The “where short-term rentals are allowed” feels like a huge loophole.

Stephen Fesler

It’s definitely a problematic stick. Many cities will want the revenue from short-term vacation rentals and visitors, but they may forego it to avoid these uses like you’re suggesting. If this stays in the legislation as-is and that fear does come true en mass, I suspect there will be a further updates to the legislation. I’d point out three things though…

  1. The legislation states the following: “A code city may not prohibit emergency housing, permanent supportive housing, or indoor emergency shelters in multifamily, commercial, or mixed use zones where short-term rentals are allowed. Emergency housing, permanent supportive housing, and short-term transitional or therapeutic housing, including, but not limited to, domestic violence shelters, homes for foster or other youth or young adults at risk of homelessness, or residential therapeutic services, shall be permitted by a code city at the same occupancy levels as short-term rentals permitted in the residential zone. This requirement does not preclude a code city from implementing regulations to mitigate neighborhood or community impacts of specific facility types. A code city may allow indoor emergency housing, permanent supportive housing, or indoor emergency shelters in all zones. For purposes of this section, “short-term rental” means lodging advertised or regularly offered for overnight or daily use in exchange for compensation for periods of one month or less.”
  2. HB 1923 adopted a few years ago already preempts cities from prohibiting permanent supportive housing in multifamily zones.
  3. Religious institutions have pretty free rein to provide deeply affordable housing types on their properties or properties under their control (go make a church!).

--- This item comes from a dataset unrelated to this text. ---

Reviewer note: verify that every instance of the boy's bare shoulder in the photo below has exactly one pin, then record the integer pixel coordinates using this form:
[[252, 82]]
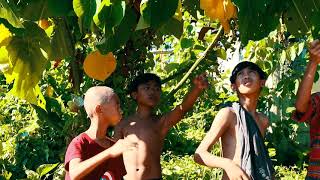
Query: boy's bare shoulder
[[125, 122], [226, 113]]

It’s probably less likely that cities will prohibit short-term vacation rentals in commercial and mixed-use zones. Maybe they might in multifamily areas, but then they’d have to ban them in the former zones. But they still couldn’t ban permanent supportive housing in that zoning type. In terms of other residential zones, they could ban short-term vacation rentals to avoid the prescribed uses while not doing so in the other zones and still being able to have short-term vacation rentals in those. So, it’s a mixed bag if cities decide to go down that road and it definitely feels like there would be a better way to go about this. On the flip side though, if short-term vacation rentals wind up banned, there’s strong evidence they’d generally go to regular long-term rental housing, so there’s that. Still not great that cities might ban more in-need housing in the process though.